Given that they deployed their subscriptions to two workers, initially, it was expected that the amount of work that the cluster is processing would double. Instead, it was increased by tenfold. Looking at the metrics in the debug package, we could see that they had 10 instances of each subscription running, but the customer was insistent that they only deployed two workers nodes.

Our metrics said that there were 5 subscriptions from IP-1 and 5 subscriptions from IP-2. After some back and forth it was revealed that everyone was correct, but talking past each other. The customer deployed two worker nodes, yes. But each of those spawned 5 instances of the subscriptions to take advantage of concurrency inside the same worker node.

In the second case, we have a customer that noticed a marked increase in the amount of bandwidth that they were using.
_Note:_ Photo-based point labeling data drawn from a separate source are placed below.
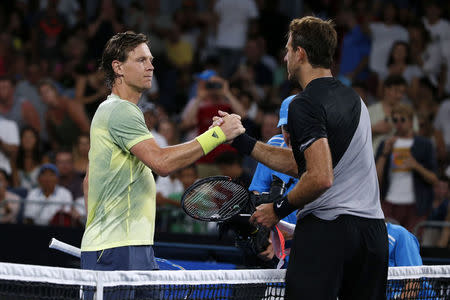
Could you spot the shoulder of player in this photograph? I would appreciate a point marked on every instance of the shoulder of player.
(276, 140)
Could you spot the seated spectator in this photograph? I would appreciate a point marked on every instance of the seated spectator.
(171, 217)
(383, 35)
(168, 129)
(9, 202)
(17, 108)
(394, 90)
(65, 119)
(355, 51)
(45, 201)
(404, 251)
(90, 91)
(9, 144)
(29, 159)
(406, 166)
(213, 94)
(81, 153)
(68, 176)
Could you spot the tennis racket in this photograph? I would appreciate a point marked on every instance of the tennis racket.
(215, 199)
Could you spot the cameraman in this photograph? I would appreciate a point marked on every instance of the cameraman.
(262, 179)
(213, 94)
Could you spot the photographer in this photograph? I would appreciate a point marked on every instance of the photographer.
(262, 179)
(213, 94)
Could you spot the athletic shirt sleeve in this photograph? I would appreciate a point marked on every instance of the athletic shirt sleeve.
(307, 124)
(127, 126)
(407, 251)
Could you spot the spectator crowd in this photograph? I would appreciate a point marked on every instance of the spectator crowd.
(218, 55)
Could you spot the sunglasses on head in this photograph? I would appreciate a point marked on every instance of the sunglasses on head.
(397, 120)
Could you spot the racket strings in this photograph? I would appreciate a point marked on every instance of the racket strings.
(219, 199)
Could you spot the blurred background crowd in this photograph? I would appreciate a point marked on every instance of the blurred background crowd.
(210, 55)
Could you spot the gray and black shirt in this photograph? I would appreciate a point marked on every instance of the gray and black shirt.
(328, 109)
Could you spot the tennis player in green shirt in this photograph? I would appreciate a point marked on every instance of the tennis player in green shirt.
(119, 186)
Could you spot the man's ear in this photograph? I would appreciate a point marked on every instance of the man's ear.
(301, 54)
(117, 67)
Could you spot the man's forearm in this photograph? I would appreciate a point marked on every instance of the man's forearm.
(426, 174)
(305, 191)
(9, 150)
(276, 158)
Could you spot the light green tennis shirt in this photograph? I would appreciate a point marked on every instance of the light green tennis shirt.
(121, 197)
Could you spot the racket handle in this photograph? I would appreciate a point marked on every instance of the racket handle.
(61, 246)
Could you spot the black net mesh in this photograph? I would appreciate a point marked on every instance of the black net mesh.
(26, 290)
(427, 282)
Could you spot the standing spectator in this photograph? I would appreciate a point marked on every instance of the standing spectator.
(444, 83)
(263, 177)
(269, 126)
(438, 27)
(442, 124)
(81, 153)
(65, 119)
(68, 176)
(234, 18)
(355, 51)
(17, 108)
(260, 71)
(168, 129)
(27, 88)
(9, 202)
(383, 35)
(394, 90)
(9, 144)
(405, 167)
(45, 201)
(29, 159)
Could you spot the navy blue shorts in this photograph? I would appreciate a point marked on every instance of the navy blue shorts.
(125, 258)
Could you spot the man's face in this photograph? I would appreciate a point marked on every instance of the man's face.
(286, 135)
(48, 180)
(48, 95)
(137, 70)
(64, 163)
(3, 185)
(289, 58)
(395, 93)
(187, 177)
(6, 90)
(402, 124)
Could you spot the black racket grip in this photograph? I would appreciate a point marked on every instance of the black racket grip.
(261, 240)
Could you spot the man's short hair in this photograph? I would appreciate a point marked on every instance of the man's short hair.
(117, 48)
(403, 110)
(317, 37)
(8, 78)
(394, 80)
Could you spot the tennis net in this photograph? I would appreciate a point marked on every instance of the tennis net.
(20, 282)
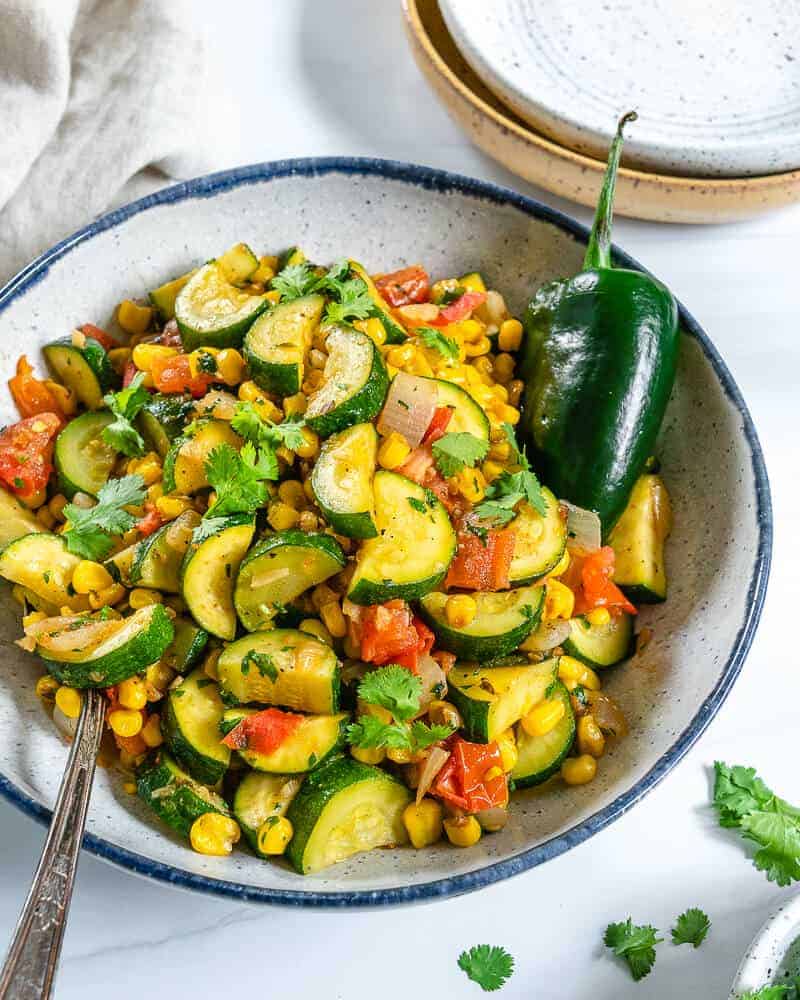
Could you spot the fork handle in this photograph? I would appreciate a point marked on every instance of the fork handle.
(32, 958)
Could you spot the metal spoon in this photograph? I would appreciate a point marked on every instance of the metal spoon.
(32, 958)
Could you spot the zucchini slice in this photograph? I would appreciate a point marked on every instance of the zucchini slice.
(41, 563)
(212, 312)
(276, 345)
(187, 647)
(279, 569)
(209, 569)
(85, 369)
(342, 481)
(162, 419)
(355, 383)
(157, 559)
(259, 798)
(82, 458)
(395, 333)
(540, 757)
(638, 541)
(601, 645)
(491, 699)
(94, 653)
(539, 542)
(343, 808)
(314, 740)
(173, 795)
(190, 725)
(414, 546)
(503, 621)
(15, 520)
(184, 465)
(283, 667)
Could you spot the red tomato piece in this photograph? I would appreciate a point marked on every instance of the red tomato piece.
(406, 286)
(263, 732)
(26, 452)
(30, 393)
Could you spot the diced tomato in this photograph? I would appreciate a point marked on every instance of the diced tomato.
(31, 394)
(26, 452)
(460, 309)
(589, 576)
(173, 374)
(482, 563)
(263, 732)
(442, 416)
(104, 339)
(406, 286)
(463, 780)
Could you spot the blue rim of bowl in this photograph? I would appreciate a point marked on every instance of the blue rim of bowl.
(443, 182)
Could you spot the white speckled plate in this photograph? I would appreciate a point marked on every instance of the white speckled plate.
(387, 214)
(716, 84)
They traced that additional bandwidth to the internal communication between the nodes in the cluster. Given that they are running in the cloud, they were (rightly) concerned about the sudden jump in the bandwidth. We started the investigation process and… we didn’t like what we saw. The cluster had gone through three full node rebuilds in the past month. At least, that was what the data was telling us. But that didn’t make much sense.

Quite concerned that there is something really bad going on, we talked to the customer, who thought about this for a while, checked their own logs and explained what was going on. They are running on Lsv2-series Azure instances, and apparently, within the space of a few weeks, all three of their instances had been moved to another physical host. The Lsv2-series instances use local ephemeral NVMe drives. When they moved an instance between hosts, the effect was as if we were given a brand new hard disk. RavenDB was able to handle that scenario more or less seamlessly, with the other nodes in the cluster filling in for the down node and sending it all the data it lost. The effect of that, of course, was a big jump in network bandwidth while that was going on.

The customer wasn’t actually aware that this happened until they looked at the logs, RavenDB had it handled, and it was only noticed because of the bandwidth spike.

The point of this post isn’t to talk about how awesome RavenDB is (even if I do think it is pretty awesome). Nor is it to extoll how good our support team is at figuring out things about the customer setup that even the customer isn’t aware of.

The point of this post is that you have to take into account, quite clearly, that the details that the customer is providing may be outdated, wrong or just misleading. Not because of any malicious intention on their end, but because they give you the information they have, not what is actually going on.

It reminds me of an old trick in tech support: “Take the plug out of the socket, blow on both the socket and the plug, then insert it again”. The point isn’t to blow whatever dust may have been there, preventing good contact. The point is to ensure that the silly thing is actually plugged in, but you can’t ask if this is plugged in, because the person on the other side of the call would say: “Of course it is” and never check.